Exercise 1: Exploring quotations

As you may recall, excerpt.html contains a short excerpt from Through the Looking Glass.

a. Write an expression that identifies all of the quotations in that document.

b. Write an expression that identifies all of the quotations by the White Queen.

c. Write an expression that identifies all of the spoken quotations.

Exercise 2: Off with their words!

a. Write an expression that replaces every one of the White Queen’s quotations with the text “Off with their heads!”.

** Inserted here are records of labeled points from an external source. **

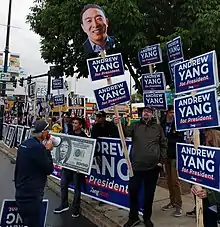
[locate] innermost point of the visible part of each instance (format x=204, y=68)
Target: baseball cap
x=101, y=114
x=148, y=108
x=39, y=126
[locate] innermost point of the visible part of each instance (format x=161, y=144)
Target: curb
x=88, y=207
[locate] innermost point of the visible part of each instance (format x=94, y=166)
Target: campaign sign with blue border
x=57, y=84
x=108, y=182
x=59, y=100
x=196, y=74
x=153, y=81
x=10, y=215
x=172, y=64
x=195, y=112
x=101, y=68
x=199, y=166
x=150, y=55
x=156, y=100
x=112, y=95
x=174, y=49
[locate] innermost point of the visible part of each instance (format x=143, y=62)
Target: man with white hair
x=33, y=164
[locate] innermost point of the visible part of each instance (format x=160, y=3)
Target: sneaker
x=168, y=207
x=75, y=215
x=131, y=223
x=178, y=212
x=148, y=223
x=60, y=209
x=191, y=213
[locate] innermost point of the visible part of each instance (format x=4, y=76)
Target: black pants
x=30, y=211
x=209, y=217
x=149, y=178
x=67, y=177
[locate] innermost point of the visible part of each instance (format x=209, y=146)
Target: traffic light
x=21, y=82
x=15, y=83
x=29, y=80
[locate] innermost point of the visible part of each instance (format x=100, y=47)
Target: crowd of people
x=154, y=146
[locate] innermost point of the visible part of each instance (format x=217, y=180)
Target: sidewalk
x=109, y=216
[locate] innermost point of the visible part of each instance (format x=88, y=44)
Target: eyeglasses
x=46, y=128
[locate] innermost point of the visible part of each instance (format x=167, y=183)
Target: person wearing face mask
x=95, y=25
x=69, y=176
x=147, y=157
x=173, y=182
x=64, y=151
x=33, y=164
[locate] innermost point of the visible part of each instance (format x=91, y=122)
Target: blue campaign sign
x=153, y=81
x=110, y=66
x=199, y=111
x=10, y=215
x=172, y=64
x=174, y=49
x=109, y=183
x=59, y=100
x=156, y=100
x=112, y=95
x=150, y=55
x=199, y=166
x=57, y=84
x=196, y=74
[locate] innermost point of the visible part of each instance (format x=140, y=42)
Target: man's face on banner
x=95, y=24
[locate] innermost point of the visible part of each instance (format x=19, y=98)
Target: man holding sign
x=148, y=156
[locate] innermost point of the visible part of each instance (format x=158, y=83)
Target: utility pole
x=3, y=93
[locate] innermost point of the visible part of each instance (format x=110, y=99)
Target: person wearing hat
x=104, y=128
x=149, y=147
x=33, y=164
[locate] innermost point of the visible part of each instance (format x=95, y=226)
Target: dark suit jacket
x=88, y=48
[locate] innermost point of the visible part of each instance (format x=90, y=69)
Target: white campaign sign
x=75, y=153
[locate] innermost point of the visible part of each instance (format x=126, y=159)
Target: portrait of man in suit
x=95, y=24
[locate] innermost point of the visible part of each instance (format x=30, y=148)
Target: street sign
x=32, y=90
x=57, y=84
x=5, y=76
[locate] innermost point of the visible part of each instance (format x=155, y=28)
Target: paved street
x=7, y=192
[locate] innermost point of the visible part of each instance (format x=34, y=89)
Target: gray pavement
x=7, y=192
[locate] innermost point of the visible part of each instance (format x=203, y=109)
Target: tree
x=135, y=24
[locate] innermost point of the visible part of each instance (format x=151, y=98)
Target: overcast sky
x=27, y=44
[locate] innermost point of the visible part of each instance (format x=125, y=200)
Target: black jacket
x=109, y=129
x=149, y=144
x=33, y=164
x=173, y=137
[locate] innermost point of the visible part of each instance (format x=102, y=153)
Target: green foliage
x=135, y=24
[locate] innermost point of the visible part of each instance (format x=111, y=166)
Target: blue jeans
x=67, y=177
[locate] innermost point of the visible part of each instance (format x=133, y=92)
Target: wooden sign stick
x=199, y=205
x=120, y=129
x=156, y=111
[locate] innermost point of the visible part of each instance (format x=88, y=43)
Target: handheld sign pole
x=120, y=129
x=60, y=110
x=199, y=205
x=35, y=100
x=156, y=112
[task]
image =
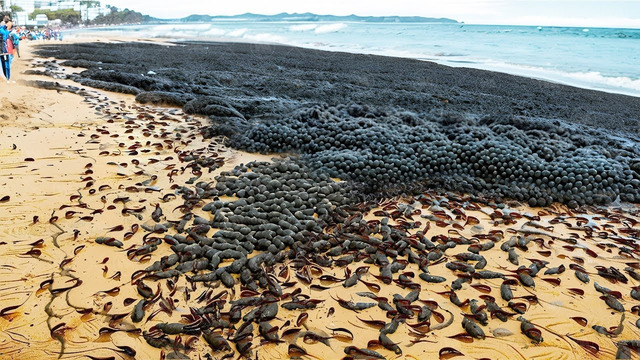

b. Write an expression that removes every one of the White Queen’s quotations.

Exercise 3: Reformatting

a. Write an expression that strongly emphasizes every spoken quotation . That is, put a strong tag around the quotation.

b. Write an expression that turns every spoken quotation into all caps. That is, identify the text within the quotation and call string-upcase on that text.

Exercise 4: Dequoting Alice

Write an expression that removes the q tag from any of Alice’s quotations.

Exercise 5: Inserting text

Write an expression that inserts the text "PAY ATTENTION:" at the start of every quotation.

Reminder: You can use append to join lists. In this case, you’ll want to join a list of the tag (and, possibly, the attributes), a list of the string, and the rest of the contents of the element.

Note that this process is complicated by the possible inclusion of attributes in the quotation. Fortunately, there’s a (has-attributes? element) procedure that checks whether or not there’s a set of attributes.

For those with extra time

We do not anticipate that anyone will have extra time.

Acknowledgements

This lab was newly written in spring 2019.

The loudhum libraries to support these exercises on on the Racket SXML libraries, and on Neil Van Dyke’s html-parsing and html-writing libraries.